I think this is entirely arguable. Look at how lego lines dictate what their gender ratios are in respect to their marketing; Nexo knights has a 4:1 M/F ratio whereas Elves boasts an inversion. The former and latter are both marketed as gender specific lines. You can't tell me there isn't a correlation there.
To be clear, I'm not claiming that it's the only reason, but think it's foolish to dismiss it as not being a factor.
Of course not, and I'll concede this point; it was poorly conceived and expressed. Most of my reasoning was backed by anecdote and I suppose more legitimate research could be done on the topic.
HOWEVER, a point I neglected to make is that it's not just the child who purchases the media and toys that introduce them to the line. Perhaps little Jane likes the look of the Bionicle sets she sees at the toy store, but buying this building set with a bunch of robot guys may not pass through grandma's mind when she's making her Christmas orders. There are more factors, which is why historically Lego has marketed their lines with target groups, but in my opinion this looks awfully like self-limitation. Many children might actually thoroughly enjoy toys intended for the other gender if they were actually given a chance to play with them and supported by their elders and peers in doing so. I think that perhaps bionicle might be one such case if handled correctly. And having more female characters in the main cast might help keep consumers from simply dismissing the line as an option because it's a "boys toy", perhaps only just for the sake of a double take.
I understand that this is arguably moot because most consumers don't associate action robots with girls' toys to start with, but once again marketing could help that mindset change.

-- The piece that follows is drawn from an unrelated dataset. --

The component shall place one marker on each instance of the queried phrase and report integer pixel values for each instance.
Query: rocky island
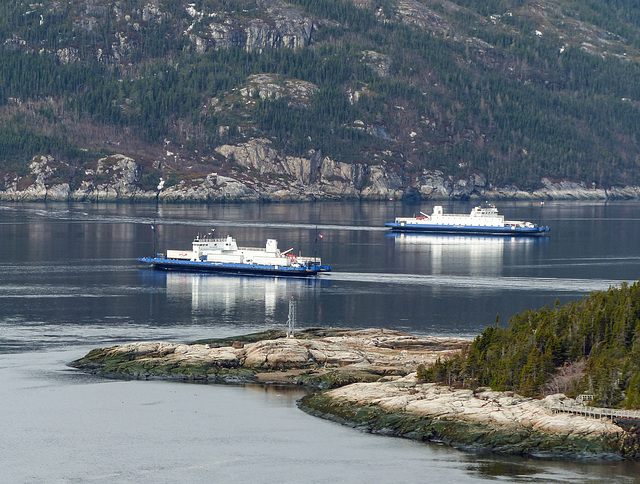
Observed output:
(368, 379)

And isn't Bionicle having an awfully narrow audience the main reason we assume it failed, why we're moving from constraction to system? Suppose there's any way to broaden that, even one this minor, isn't that our prerogative to take?
But they aren't the Toa Mata. They're redeveloped characters based on certain traits of the Toa Mata.
And reboot characters are more than just the old characters "In name only"? They aren't part of the same continuity, they don't live in the same universe... But they are based on the same ideas. Gender doesn't necessarily play a significant role in that.
Lewa could still be that adventurous Toa of air that gets in over their head in trouble and happen to be female in this iteration.
Sorry if I didn't touch on something, you two threw a lot at me there. If I missed anything, be certain to let me know.